According to the docket posted in the site, the court entered its Final Order and Judgment approving the settlement and dismissing the suit with prejudice on November 22, 2000.
In the Notice Of Pendency And Proposed Settlement dated July 11, 2000, the proposed settlement creates a fund in the amount of $3,250,000 (the "Settlement Fund") and will include interest that accrues on the Settlement Fund prior to distribution. As a part of the settlement agreement the Defendants have denied and continue to deny each and all of the claims and contentions alleged by the Representative Plaintiff in the Litigation. The Defendants expressly have denied and continue to deny all charges of wrongdoing or liability against them arising out of any of the conduct, statements, acts or omissions alleged, or that could have been alleged, in the Litigation. The Defendants also have denied and continue to deny, inter alia, the allegations that the Representative Plaintiff or the Class have suffered damage, that the price of StorMedia common stock was artificially inflated by reasons of alleged misrepresentations, non-disclosures or otherwise, or that the Representative Plaintiff or the Class were harmed by the conduct alleged in the Complaint. Nonetheless, the Defendants have concluded that further conduct of the Litigation would be protracted and expensive, and that it is desirable that the Litigation be fully and finally settled in the manner and upon the terms and conditions set forth in the Stipulation. The Defendants also have taken into account the uncertainty and risks inherent in any litigation, especially in complex cases like this Litigation. The Defendants have, therefore, determined that it is desirable and beneficial to them that the Litigation be settled in the manner and upon the terms and conditions set forth in the Stipulation.

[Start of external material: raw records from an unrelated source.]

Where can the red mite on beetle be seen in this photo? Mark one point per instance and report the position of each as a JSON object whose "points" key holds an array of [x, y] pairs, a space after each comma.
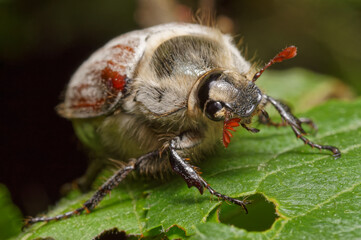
{"points": [[161, 95]]}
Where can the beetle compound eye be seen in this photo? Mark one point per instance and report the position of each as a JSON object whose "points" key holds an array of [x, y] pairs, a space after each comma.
{"points": [[213, 110]]}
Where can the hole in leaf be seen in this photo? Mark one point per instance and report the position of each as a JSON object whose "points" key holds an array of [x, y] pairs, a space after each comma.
{"points": [[112, 234], [261, 214]]}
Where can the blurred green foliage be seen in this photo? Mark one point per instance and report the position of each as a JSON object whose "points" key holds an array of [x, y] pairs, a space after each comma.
{"points": [[10, 217]]}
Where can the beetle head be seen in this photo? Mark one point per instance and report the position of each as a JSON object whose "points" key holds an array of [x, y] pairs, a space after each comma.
{"points": [[223, 94]]}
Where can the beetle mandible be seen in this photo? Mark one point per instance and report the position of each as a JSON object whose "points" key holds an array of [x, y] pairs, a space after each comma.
{"points": [[161, 95]]}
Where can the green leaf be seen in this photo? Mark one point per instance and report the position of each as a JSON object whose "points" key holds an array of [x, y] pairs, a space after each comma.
{"points": [[10, 217], [315, 195]]}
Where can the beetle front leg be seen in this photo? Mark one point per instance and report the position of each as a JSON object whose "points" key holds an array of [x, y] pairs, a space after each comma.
{"points": [[191, 175], [265, 119], [106, 188], [295, 124]]}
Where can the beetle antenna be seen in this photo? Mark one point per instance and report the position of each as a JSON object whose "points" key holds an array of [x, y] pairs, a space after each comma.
{"points": [[287, 53]]}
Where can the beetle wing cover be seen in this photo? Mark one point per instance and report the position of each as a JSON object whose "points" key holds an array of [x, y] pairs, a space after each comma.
{"points": [[99, 84]]}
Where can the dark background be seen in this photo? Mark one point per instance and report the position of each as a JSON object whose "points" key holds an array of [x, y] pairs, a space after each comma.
{"points": [[42, 42]]}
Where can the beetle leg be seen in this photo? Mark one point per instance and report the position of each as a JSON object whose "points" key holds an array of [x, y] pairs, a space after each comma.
{"points": [[191, 175], [106, 188], [295, 124], [264, 118]]}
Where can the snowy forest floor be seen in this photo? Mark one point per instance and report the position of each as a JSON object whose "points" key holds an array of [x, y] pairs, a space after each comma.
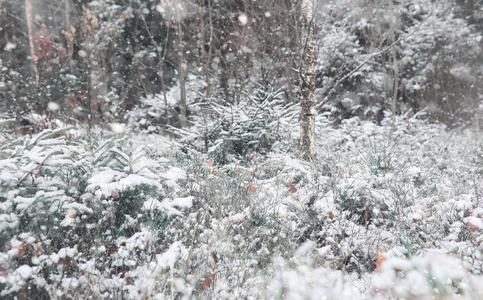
{"points": [[385, 212]]}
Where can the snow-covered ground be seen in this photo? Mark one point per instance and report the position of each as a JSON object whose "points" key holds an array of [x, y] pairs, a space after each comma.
{"points": [[385, 212]]}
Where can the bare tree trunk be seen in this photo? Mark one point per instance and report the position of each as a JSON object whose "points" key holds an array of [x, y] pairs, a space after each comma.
{"points": [[30, 31], [395, 66], [69, 33], [182, 79], [97, 74], [306, 93]]}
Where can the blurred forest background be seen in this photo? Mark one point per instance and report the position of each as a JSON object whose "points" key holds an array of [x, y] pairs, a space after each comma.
{"points": [[150, 62]]}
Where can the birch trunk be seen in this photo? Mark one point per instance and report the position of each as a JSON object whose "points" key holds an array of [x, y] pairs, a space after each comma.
{"points": [[182, 79], [307, 87], [395, 66], [30, 33]]}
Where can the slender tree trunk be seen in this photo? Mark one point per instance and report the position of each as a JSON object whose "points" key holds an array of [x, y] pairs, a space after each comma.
{"points": [[182, 79], [307, 87], [395, 66], [30, 31]]}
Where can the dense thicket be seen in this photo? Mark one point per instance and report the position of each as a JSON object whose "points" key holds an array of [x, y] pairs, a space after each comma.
{"points": [[98, 59]]}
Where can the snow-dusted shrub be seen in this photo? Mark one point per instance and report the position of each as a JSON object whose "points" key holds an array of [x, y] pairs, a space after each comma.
{"points": [[428, 276], [153, 112], [74, 206], [231, 131]]}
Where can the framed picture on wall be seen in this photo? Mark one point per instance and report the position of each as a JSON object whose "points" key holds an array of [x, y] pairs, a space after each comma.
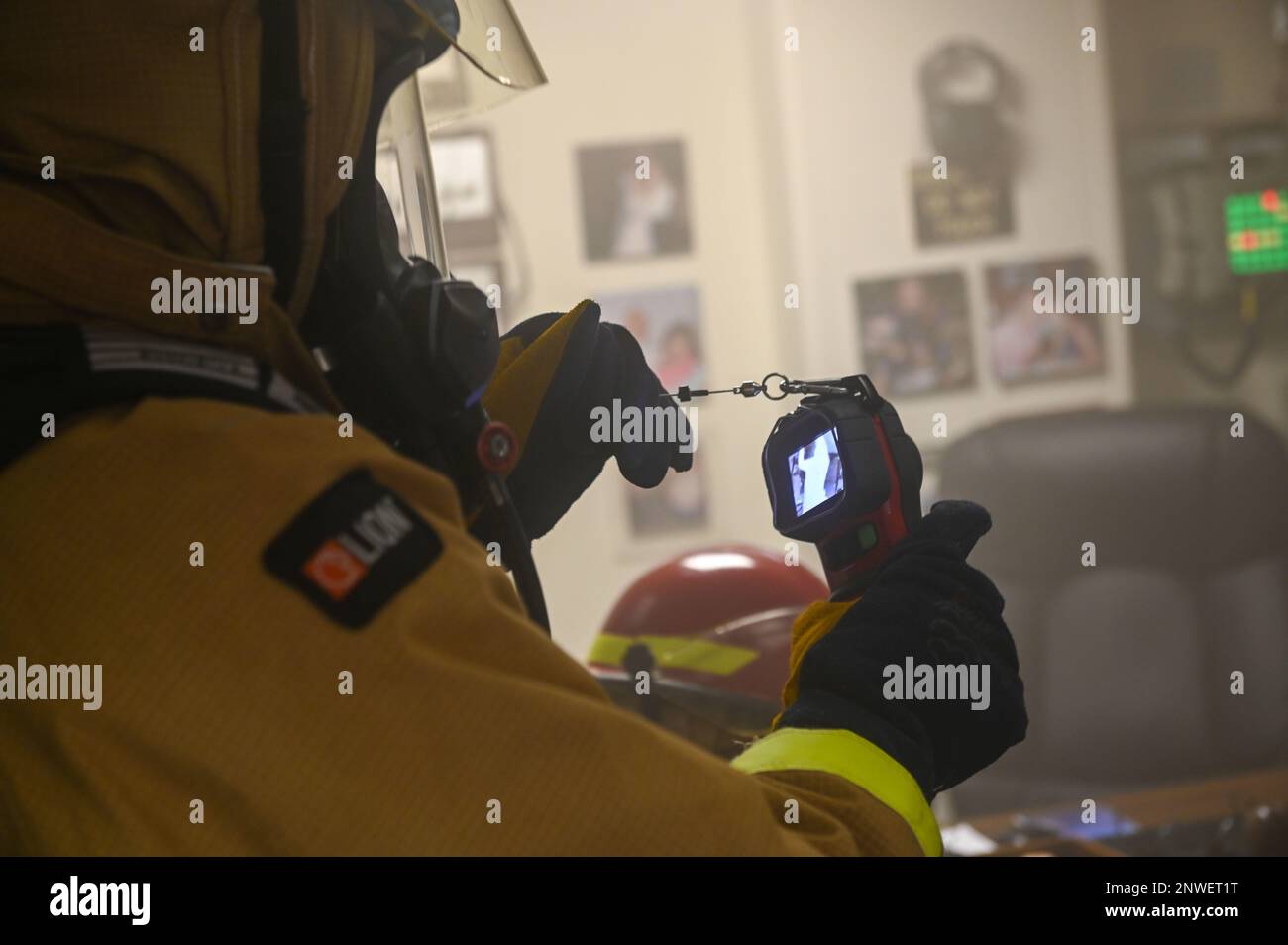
{"points": [[1026, 345], [668, 323], [465, 178], [679, 503], [634, 200], [914, 332], [488, 274]]}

The original Complaint alleged that StorMedia and certain of its officers and directors violated the federal securities laws by making misrepresentations that StorMedia was enjoying strong demand for all of its products and that the strong demand and a new, huge multi-year supply contract with Maxtor Corporation would result in StorMedia achieving substantial sequential revenue and earnings gains throughout 1996 and 1997. The complaint alleged that when StorMedia disclosed that it was encountering soft demand for its products, revealed that its second and third quarter 1996 results would decline, and that its contract with Maxtor had been canceled, its stock declined to $9 3/4 per share. The complaint also alleged that five of StorMedia's insiders sold over 207,000 shares of StorMedia stock during the class period at prices as high as $28.83 per share, and that two of the insiders sold 100% of their holdings while three others sold 63-79% of their holdings.